Getting rural clinics and hospitals running in a manner as sophisticated and modern as their urban counterparts is a major goal of the CSRHA, Gutierrez said.
Words of Warning
While bringing together health care providers, physicians, hospitals and IT groups into one cohesive group may have been a good policy strategy for decades, some aren’t so sure it’s the best strategy for today’s rural health care landscape.
Steve Barrow, executive director of CSRHA when it closed in 2013, cautioned that putting all efforts into one group falls short of achieving a truly comprehensive rural health care strategy.
“This is a huge, huge state, and there’s actually three or four different variations on rural health,” said Barrow, now president and CEO of Ahead California, a health policy advocacy group. “There are these silos of organizations — hospitals, clinics, IT, administration — and we need to have a mix of three or four groups like CRSHA to bridge these silos, not just one.”
Barrow, who is not involved with the revival of CSRHA, pointed to a number of reasons the group disbanded last year. Allowing funders to be part of the leadership, for example, was a mistake he believed the association should be warned not to make again.

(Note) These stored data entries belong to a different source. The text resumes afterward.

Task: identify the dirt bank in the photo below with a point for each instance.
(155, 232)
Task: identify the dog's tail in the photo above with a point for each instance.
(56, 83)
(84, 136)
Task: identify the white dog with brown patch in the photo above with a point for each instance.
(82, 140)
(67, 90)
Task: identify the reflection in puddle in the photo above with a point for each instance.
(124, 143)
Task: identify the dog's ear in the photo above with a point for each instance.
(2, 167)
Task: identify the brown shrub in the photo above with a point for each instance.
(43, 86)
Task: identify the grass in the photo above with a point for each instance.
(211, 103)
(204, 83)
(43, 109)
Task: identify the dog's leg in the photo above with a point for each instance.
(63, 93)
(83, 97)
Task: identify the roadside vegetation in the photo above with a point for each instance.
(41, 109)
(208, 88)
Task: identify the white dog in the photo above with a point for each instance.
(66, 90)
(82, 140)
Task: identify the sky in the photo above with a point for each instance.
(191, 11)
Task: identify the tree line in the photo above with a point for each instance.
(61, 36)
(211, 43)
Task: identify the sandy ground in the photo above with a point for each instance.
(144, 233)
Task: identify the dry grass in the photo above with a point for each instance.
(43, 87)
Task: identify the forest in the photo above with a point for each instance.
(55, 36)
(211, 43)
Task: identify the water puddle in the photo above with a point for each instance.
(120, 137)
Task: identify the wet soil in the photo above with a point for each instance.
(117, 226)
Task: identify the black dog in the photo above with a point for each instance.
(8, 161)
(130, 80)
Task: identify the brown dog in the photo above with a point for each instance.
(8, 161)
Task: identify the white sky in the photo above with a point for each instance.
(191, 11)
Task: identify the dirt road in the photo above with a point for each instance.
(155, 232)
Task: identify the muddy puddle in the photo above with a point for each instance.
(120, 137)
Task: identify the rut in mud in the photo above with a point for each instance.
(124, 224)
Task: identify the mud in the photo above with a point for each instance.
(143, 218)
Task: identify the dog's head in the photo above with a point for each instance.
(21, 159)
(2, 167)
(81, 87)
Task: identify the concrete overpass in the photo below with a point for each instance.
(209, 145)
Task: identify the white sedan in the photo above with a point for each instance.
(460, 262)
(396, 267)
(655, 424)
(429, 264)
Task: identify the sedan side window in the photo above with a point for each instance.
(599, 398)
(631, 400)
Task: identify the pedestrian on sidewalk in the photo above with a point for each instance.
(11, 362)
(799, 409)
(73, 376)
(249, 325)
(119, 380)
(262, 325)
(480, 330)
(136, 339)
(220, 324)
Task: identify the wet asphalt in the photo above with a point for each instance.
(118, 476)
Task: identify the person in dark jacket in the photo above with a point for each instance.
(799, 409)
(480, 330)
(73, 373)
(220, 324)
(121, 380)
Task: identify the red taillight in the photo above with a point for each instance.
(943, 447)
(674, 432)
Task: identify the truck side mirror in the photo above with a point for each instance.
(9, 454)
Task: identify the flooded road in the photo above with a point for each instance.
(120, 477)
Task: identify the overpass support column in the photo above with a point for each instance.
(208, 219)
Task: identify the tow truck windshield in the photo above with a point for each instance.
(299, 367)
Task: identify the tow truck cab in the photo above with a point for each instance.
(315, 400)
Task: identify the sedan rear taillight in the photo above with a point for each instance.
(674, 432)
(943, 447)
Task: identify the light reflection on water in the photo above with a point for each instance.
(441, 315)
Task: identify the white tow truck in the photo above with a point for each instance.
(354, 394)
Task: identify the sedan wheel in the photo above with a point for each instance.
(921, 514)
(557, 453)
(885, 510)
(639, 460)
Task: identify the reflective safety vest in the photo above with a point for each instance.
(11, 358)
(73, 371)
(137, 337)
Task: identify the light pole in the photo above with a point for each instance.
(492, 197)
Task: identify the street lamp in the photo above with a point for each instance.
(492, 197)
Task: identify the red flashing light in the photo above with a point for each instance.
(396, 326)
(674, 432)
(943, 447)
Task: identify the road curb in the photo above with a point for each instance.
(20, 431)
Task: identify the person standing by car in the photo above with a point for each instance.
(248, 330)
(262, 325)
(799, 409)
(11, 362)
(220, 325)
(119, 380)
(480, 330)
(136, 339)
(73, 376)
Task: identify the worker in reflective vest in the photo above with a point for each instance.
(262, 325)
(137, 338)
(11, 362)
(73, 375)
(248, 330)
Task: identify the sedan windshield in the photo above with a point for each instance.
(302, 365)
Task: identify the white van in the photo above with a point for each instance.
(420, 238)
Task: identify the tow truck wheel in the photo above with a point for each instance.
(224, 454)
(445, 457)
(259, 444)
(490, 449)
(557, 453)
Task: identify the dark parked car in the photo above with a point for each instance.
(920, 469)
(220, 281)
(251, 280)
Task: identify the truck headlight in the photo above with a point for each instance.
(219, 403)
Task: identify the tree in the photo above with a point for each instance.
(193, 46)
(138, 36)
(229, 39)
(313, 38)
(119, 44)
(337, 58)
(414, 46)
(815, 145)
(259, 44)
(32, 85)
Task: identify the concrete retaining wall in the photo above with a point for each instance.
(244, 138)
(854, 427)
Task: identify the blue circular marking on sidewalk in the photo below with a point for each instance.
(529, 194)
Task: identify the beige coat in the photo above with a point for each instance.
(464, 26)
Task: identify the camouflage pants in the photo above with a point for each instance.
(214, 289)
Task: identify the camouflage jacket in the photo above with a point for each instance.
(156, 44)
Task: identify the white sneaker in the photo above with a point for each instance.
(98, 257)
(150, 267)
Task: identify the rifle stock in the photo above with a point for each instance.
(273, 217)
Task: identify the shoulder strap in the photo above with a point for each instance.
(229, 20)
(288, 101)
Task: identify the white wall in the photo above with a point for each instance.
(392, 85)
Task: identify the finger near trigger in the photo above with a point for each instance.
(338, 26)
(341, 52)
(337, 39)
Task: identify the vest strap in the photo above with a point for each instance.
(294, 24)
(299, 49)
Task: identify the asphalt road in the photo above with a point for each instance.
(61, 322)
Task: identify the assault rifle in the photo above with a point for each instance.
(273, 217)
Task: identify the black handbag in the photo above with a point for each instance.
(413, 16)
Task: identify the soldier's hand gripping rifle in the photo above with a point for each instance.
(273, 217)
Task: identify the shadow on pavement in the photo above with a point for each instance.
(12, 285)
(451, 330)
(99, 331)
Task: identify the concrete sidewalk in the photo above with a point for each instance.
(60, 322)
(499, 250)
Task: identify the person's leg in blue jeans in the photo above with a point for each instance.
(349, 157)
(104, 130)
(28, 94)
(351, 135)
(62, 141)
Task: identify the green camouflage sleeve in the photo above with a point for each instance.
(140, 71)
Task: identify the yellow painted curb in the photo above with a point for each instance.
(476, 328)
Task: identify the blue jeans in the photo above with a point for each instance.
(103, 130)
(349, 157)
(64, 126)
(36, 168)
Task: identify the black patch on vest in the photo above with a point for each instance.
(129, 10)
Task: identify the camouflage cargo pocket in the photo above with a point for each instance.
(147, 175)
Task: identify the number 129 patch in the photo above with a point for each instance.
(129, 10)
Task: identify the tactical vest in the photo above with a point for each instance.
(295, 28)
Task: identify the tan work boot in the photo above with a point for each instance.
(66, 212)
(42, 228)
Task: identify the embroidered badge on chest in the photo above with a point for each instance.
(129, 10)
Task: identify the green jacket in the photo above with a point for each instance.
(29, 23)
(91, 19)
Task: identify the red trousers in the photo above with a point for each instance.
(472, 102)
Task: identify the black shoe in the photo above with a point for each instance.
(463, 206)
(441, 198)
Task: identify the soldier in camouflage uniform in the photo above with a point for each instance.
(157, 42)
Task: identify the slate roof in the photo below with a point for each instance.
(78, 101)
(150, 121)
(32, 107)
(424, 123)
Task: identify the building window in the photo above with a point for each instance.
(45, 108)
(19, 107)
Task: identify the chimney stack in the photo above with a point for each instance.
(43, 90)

“Leadership is insular — they tend to punish those who don’t want to be in their camp,” he said. “If we have 5.5 million people spread across thousands of miles, there is no way a small organization can effectively build one group that speaks for everyone.”
While he supports the new efforts to bring CSRHA back together, he urged the group to make even more departures from previous practices. For example, Barrow suggested hand-selecting board members based on their area of expertise, organizations they are affiliated with and their geographic location. Previously, board members were elected by 40 individuals given a vote around the state
“I think it’s a really good thing that someone is bringing it back,” he said. “But they really need to think about how leadership is put together. To build a rural health association that has geographic, ethnic, gender and safety net diversity, you are going to need a big board, and it’s difficult to accomplish that if you are running it from a clinical administrative framework.”